3. Janjigian YY, Al-Batran SE, Wainberg ZA, et al: LBA73 Pathological complete response to durvalumab plus 5-fluorouracil, leucovorin, oxaliplatin and docetaxel (FLOT) in resectable gastric and gastroesophageal junction cancer: Interim results of the global, phase III MATTERHORN study. Ann Oncol 34(suppl 2):S1315-S1316, 2023.

4. Shitara K, Rha SY, Wyrwicz LS, et al: Neoadjuvant and adjuvant pembrolizumab plus chemotherapy in locally advanced gastric or gastro-oesophageal cancer (KEYNOTE-585): An interim analysis of the multicentre, double-blind, randomised phase 3 study. Lancet Oncol. December 19, 2023 (early release online).

 

EXPERT POINT OF VIEW

The invited discussant of the KEYNOTE-585 and MATTERHORN trials was Alexander G. Raufi, MD, of Brown University Legorreta Cancer Center and Rhode Island Hospital, Providence. “Both studies demonstrate that neoadjuvant chemoimmunotherapy increases downstaging and improves pathologic complete response rates compared with chemotherapy alone,” but that is not sufficient to change the standard of care, he said.

Alexander G. Raufi, MD

Alexander G. Raufi, MD

Dr. Raufi noted that in the main cohort analysis of KEYNOTE-585, there was no statistically significant event-free survival or overall survival difference. The main cohort likely received an inferior cisplatin-based doublet, he added; the 20% of patients who received FLOT (fluorouracil, leucovorin, oxaliplatin, and docetaxel) in the current analysis did demonstrate a trend toward better event-free survival, but this did not translate into any improvement in overall survival for any subgroup, he pointed out.

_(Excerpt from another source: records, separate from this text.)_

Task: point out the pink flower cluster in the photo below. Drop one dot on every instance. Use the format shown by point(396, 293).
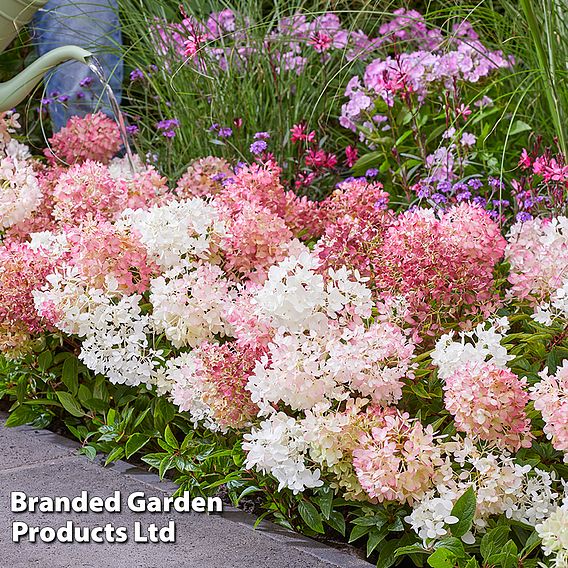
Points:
point(417, 74)
point(101, 250)
point(221, 374)
point(550, 397)
point(488, 403)
point(537, 252)
point(398, 459)
point(442, 266)
point(93, 137)
point(86, 190)
point(543, 185)
point(24, 270)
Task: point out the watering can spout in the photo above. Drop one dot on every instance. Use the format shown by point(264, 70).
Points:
point(15, 90)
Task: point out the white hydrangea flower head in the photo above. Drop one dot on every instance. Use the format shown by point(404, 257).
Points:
point(189, 302)
point(278, 447)
point(482, 344)
point(179, 230)
point(20, 194)
point(554, 534)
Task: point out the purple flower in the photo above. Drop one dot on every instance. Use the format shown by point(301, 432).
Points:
point(258, 147)
point(501, 203)
point(168, 127)
point(136, 75)
point(495, 183)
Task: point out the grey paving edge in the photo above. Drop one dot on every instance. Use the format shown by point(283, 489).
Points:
point(322, 552)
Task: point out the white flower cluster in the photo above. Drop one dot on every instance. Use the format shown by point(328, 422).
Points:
point(177, 230)
point(554, 534)
point(480, 345)
point(296, 296)
point(16, 150)
point(114, 331)
point(279, 447)
point(431, 518)
point(501, 487)
point(296, 371)
point(182, 373)
point(556, 309)
point(188, 303)
point(20, 193)
point(117, 344)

“Insufficient adjuvant treatment likely played a role,” Dr. Raufi said, noting that adjuvant therapy was completed by only 45% of those given pembrolizumab plus FLOT and by 54% of the control arm. “We know dose intensity matters,” he said, adding that a possible lack of benefit in patients with a combined positive score (CPS) < 5 or < 10 could affect outcomes.

In MATTERHORN, the addition of durvalumab to FLOT increased pathologic complete response rates and enhanced downstaging, consistently across global regions. However, the data for this study are not complete, he said.

Clinical Implications

Neither study changes current practice, according to Dr. Raufi. MATTERHORN lacks survival data, and KEYNOTE-585 did not demonstrate a meaningful increase in cure rates. “Unfortunately, we have yet to see improvements in event-free and overall survival, which we need before this can be adopted into the standard of care,” he commented.

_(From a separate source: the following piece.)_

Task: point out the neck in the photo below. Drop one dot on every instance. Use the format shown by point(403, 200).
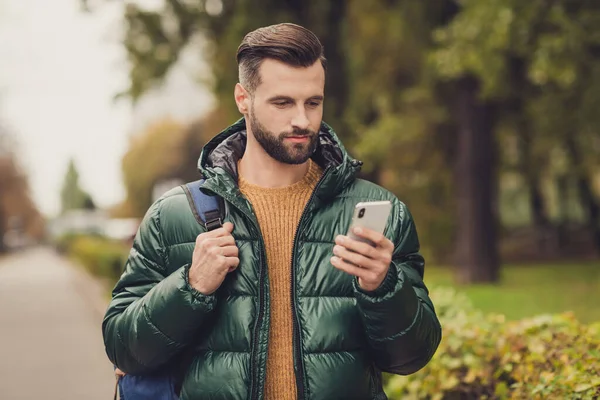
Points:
point(260, 169)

However, Dr. Raufi is hopeful MATTERHORN may show a survival benefit. All patients received the superior chemotherapy backbone, FLOT, compared with only about 20% of those in KEYNOTE-585, and 63% as opposed to 45% completed adjuvant therapy.

“But what if MATTERHORN is negative?” he asked. “Do we shift our focus over to populations who are more likely to benefit? Perhaps patients with less advanced disease? Perhaps those with a PD-L1 CPS ≥ 10? Do we think about moving over to total neoadjuvant therapy? Ultimately, we will need to identify more effective, novel combinations to truly cure this disease.” 

DISCLOSURE: Dr. Raufi reported no conflicts of interest.